The stock market is set to react tomorrow following the news that President Joe Biden has decided not to seek reelection, a development likely to create significant volatility.

This announcement brings forth economic uncertainty as Democrats work quickly to rally support around a new candidate. Biden has endorsed Vice President Kamala Harris as his preferred nominee.

Josh Thompson, CEO of Impact Health USA, commented on the anticipated market response, stating, “If President Biden were to announce his withdrawal from the reelection race, the immediate market reaction would likely be one of volatility and uncertainty. Investors generally prefer stability and predictability, and such a significant political shift would disrupt both.”

In light of this uncertainty, investors may turn to safe-haven assets such as gold, silver, and the Swiss franc, which are typically less affected by political and economic instability.
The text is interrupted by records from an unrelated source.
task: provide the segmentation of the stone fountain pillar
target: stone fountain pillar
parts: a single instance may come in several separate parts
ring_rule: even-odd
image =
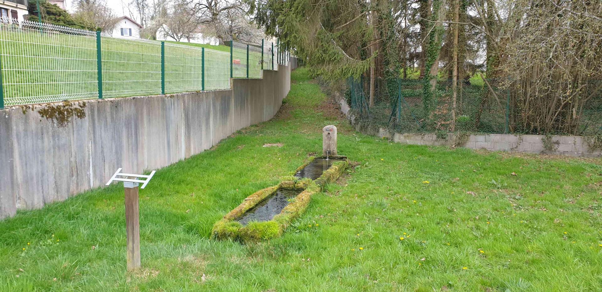
[[[337,155],[337,127],[334,126],[328,125],[322,129],[322,154]]]

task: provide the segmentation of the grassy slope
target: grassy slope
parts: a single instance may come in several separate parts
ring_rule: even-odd
[[[332,107],[306,73],[293,72],[277,118],[160,169],[141,191],[140,271],[125,272],[116,185],[0,222],[0,290],[602,290],[599,165],[361,135],[317,109]],[[280,239],[209,239],[244,198],[319,151],[328,124],[359,166]]]
[[[212,50],[221,50],[222,52],[228,52],[229,53],[230,52],[229,46],[223,46],[221,44],[217,46],[214,46],[213,44],[197,44],[195,43],[188,43],[187,41],[165,41],[165,42],[172,44],[184,44],[185,46],[192,46],[193,47],[205,47],[207,49],[211,49]]]

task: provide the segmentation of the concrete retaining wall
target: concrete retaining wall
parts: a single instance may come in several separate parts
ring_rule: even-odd
[[[229,90],[75,102],[80,117],[66,120],[39,112],[63,103],[0,110],[0,219],[102,186],[120,167],[169,165],[270,120],[290,89],[290,68],[232,79]]]

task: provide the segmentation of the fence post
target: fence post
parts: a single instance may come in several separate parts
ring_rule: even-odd
[[[165,41],[161,42],[161,94],[165,94]]]
[[[2,55],[0,55],[0,109],[4,108],[4,81],[2,75]]]
[[[96,31],[96,70],[98,75],[98,99],[102,99],[102,46],[101,31]]]
[[[200,88],[205,90],[205,48],[200,50]]]
[[[507,134],[510,130],[510,88],[506,90],[507,99],[506,101],[506,126],[504,127],[504,133]]]
[[[233,43],[234,43],[234,40],[232,40],[230,41],[230,78],[232,78],[232,76],[233,76],[232,73],[232,62],[234,62],[234,59],[232,59],[232,46],[233,46]]]

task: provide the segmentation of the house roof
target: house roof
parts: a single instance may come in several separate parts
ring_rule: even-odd
[[[122,19],[123,19],[124,18],[125,18],[125,19],[127,19],[129,20],[129,21],[131,21],[131,22],[134,22],[134,24],[135,24],[135,25],[137,25],[137,26],[140,26],[140,28],[144,28],[144,26],[143,26],[140,25],[140,23],[138,23],[138,22],[136,22],[136,20],[134,20],[134,19],[132,19],[131,18],[130,18],[130,17],[128,17],[128,16],[125,16],[125,15],[124,15],[124,16],[122,16],[122,17],[119,17],[119,18],[118,18],[117,19],[119,19],[119,20],[122,20]]]

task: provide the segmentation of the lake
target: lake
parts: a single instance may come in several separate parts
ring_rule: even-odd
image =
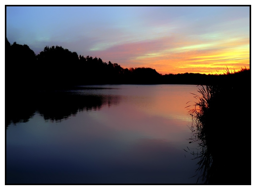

Additionally, there is potential for a slowdown in what is known as the “Trump Trade,” which has gained momentum since former President Donald Trump outperformed Biden in a recent debate and survived an assassination attempt. The “Trump Trade” reflects investors’ reactions to the prospect of another Trump administration, a scenario that is seen as favorable for certain sectors such as healthcare, banking, cryptocurrency, oil stocks, and companies like Tesla and Trump Media and Technology Group.

Raymond James Washington policy analyst Ed Mills highlighted that, “Should Biden leave the race, we would not immediately change our electoral odds (60% Trump vs. 40% Biden/Dem). We could see a stalling out of the recent ‘Trump trade’ as the market reassesses the race, but we do not see a broader market reaction.”